In the span of a few minutes yesterday morning, I read about a shotgun-wielding man threatening a neighbor teaching his daughter to ride her bike, watched a GoPro video from a mountain biker in Cape Town getting robbed at gunpoint on a trail and read a report that the earth is on the brink of a great extinction.
I wondered, What the hell’s the point of me recycling my peanut butter jar, or conserving water or riding my bike instead of driving somewhere? If the world’s turning into the kind of place where you can’t even teach your kids to ride a bike without getting threatened, I mean, jeez. Especially if it’s all on the brink of extinction anyway.
Maybe it’s the 24-hour news cycle, or the fact that “if it bleeds, it leads” still guides news, or that Internet comments are most times the absolute rock bottom of human interaction, but it seems some days it’s very easy to find negative things out there. Plus traffic, plus deadlines and work, plus bills, plus everything else we have to deal with. Sitting down at a desk is going to kill you, and stress is going to kill you, and breakfast sandwiches are going to kill you, LIFE is going to kill you.
When I find myself in a down spot, I remember one of my favorite tweets ever, from @shitmydadsays:
Moreso the second sentence than the first, that yes, why would you go set up a nice picnic next to a pile of dog shit?
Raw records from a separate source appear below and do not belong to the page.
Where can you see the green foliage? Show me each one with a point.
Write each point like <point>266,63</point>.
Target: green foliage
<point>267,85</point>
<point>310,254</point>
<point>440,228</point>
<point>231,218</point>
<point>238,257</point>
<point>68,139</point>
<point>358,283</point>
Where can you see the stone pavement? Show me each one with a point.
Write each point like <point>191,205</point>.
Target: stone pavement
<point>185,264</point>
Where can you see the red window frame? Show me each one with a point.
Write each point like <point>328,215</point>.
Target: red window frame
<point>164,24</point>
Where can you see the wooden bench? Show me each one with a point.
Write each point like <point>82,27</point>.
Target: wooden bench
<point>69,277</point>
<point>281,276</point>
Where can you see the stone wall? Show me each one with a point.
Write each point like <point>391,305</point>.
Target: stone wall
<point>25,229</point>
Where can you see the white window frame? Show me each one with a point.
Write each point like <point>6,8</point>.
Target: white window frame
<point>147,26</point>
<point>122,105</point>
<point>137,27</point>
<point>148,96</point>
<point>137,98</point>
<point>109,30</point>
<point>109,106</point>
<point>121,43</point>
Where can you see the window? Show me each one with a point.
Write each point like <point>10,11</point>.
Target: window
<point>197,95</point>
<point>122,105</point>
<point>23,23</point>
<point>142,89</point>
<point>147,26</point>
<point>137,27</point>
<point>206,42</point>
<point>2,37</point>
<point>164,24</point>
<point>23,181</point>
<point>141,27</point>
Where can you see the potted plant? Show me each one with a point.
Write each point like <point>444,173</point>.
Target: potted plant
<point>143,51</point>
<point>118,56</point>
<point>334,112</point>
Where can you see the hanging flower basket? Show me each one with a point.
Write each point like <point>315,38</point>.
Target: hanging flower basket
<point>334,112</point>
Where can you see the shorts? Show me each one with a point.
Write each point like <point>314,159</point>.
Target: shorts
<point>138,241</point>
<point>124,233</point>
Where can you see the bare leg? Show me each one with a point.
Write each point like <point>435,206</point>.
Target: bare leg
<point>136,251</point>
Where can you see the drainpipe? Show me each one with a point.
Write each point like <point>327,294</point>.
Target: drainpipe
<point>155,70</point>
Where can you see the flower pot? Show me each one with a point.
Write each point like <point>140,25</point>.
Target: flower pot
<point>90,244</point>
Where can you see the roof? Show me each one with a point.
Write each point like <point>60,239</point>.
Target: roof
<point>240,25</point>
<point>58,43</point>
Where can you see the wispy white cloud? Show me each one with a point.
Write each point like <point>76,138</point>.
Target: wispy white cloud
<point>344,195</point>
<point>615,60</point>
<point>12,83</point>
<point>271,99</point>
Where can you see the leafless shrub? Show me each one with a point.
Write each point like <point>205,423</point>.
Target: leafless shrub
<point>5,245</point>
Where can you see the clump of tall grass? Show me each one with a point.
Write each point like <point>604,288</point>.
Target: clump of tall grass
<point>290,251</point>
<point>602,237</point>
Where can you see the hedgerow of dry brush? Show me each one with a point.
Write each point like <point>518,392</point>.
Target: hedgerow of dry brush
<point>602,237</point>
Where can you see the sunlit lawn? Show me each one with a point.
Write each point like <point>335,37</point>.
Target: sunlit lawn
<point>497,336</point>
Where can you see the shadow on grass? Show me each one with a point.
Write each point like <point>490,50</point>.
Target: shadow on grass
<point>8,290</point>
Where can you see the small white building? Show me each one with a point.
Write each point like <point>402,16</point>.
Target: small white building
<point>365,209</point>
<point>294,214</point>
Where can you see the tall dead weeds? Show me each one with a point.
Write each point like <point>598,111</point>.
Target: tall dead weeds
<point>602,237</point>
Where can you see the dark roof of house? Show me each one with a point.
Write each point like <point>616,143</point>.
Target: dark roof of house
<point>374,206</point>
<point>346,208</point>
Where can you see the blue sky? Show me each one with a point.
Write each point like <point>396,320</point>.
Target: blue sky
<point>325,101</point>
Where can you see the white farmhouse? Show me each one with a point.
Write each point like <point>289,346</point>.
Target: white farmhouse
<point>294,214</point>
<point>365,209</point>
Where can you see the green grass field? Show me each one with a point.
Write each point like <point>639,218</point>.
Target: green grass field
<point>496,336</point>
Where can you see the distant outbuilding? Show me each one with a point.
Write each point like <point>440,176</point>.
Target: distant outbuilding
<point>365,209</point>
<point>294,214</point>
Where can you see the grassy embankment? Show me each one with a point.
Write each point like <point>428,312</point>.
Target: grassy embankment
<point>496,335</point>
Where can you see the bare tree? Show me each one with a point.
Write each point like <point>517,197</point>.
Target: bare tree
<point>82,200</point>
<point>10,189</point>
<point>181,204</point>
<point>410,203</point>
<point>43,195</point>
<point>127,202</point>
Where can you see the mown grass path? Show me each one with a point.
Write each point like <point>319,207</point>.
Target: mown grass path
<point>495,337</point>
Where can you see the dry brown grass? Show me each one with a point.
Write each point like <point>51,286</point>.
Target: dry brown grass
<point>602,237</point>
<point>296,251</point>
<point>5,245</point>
Of course many of us do, metaphorically. This sandwich is great, but it would be better if it that baby across the room wasn’t crying. Sounds like things are going well at work, Bob, but how can I steer this conversation to where we can talk about which political party I think is causing all the world’s problems? We channel Eeyore instead of remembering that, as Ed Abbey wrote, “it is an honor and a privilege to be alive, however briefly, on this marvelous planet we call Earth.”
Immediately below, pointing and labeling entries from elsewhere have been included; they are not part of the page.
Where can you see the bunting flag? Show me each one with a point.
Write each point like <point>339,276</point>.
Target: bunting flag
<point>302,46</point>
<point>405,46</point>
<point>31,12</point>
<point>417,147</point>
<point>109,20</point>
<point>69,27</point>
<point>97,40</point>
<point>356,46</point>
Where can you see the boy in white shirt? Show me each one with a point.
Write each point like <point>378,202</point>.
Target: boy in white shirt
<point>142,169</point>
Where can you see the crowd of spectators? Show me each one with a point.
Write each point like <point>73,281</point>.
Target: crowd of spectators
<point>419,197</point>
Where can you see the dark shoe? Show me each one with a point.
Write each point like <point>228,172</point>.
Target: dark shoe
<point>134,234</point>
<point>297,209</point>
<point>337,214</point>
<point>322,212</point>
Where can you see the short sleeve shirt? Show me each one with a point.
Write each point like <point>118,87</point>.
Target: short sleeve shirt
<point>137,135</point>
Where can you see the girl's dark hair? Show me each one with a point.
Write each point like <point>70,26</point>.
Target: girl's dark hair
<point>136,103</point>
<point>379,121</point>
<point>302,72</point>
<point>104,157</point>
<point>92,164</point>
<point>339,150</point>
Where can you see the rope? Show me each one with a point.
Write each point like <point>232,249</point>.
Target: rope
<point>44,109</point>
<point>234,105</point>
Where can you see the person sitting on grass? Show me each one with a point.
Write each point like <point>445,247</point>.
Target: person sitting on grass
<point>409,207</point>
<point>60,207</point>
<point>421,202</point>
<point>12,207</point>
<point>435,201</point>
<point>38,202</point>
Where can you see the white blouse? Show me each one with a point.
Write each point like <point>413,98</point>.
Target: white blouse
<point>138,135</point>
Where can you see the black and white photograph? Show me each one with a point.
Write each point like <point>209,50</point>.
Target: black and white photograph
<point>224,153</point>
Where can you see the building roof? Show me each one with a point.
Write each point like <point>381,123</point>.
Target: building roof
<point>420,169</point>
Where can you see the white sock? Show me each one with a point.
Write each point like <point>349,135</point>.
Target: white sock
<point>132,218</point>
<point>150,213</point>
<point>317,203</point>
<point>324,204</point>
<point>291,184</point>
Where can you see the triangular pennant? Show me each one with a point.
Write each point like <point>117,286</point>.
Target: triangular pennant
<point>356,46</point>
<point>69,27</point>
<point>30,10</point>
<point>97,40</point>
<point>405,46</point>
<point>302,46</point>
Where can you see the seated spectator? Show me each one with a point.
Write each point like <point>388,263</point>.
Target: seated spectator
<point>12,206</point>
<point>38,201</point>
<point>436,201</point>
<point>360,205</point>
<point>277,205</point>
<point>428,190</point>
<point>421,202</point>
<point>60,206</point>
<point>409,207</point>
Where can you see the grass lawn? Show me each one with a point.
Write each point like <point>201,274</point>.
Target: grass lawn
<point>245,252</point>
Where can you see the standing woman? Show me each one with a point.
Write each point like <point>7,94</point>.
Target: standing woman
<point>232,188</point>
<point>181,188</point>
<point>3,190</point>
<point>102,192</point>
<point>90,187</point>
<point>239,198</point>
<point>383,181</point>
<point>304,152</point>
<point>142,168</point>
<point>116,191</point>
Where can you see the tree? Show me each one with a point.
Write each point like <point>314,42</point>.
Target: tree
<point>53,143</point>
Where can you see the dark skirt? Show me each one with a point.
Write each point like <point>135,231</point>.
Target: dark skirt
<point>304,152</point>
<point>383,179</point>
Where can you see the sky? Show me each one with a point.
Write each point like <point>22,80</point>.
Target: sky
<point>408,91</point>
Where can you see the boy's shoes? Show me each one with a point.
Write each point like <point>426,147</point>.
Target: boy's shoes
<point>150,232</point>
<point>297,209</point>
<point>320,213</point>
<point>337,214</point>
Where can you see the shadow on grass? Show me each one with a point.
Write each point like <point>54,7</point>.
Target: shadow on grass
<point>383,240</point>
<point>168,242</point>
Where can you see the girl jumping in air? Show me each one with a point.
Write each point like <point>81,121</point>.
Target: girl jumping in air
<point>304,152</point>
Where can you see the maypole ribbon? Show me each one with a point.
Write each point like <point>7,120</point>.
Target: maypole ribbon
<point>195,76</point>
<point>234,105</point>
I used to read movie reviews in a certain newspaper in order to figure out what I wanted to see, and it seemed like nothing ever impressed a certain writer. This movie was good, but several things were wrong with it, or another movie was funny, but several of the characters were underdeveloped, or one scene was less than believable, or there was this small hole in the plot. After a while, I realized this certain movie critic was making me want to not go see movies. And I like movies. I wanted to write him and ask, “Do you even like movies? It seems like you hate them.” I couldn’t remember a single movie he had enjoyed. So I stopped reading his, and started reading Roger Ebert’s, because that guy loved movies (rest in peace), and when I read his reviews, I wanted to go to a movie.
There are a lot of things wrong with the world. There are 8 billion people on the planet, and plenty of terrible things are happening. Maybe those things are legitimate cause for worry, or action, or at least consideration. But sometimes they’re only worth consideration, and worrying isn’t going to make a bit of difference besides add to your worries in an otherwise pretty good life. Surrounding that one pile of dog shit is a beautiful park with a lot of places to set up your metaphorical picnic.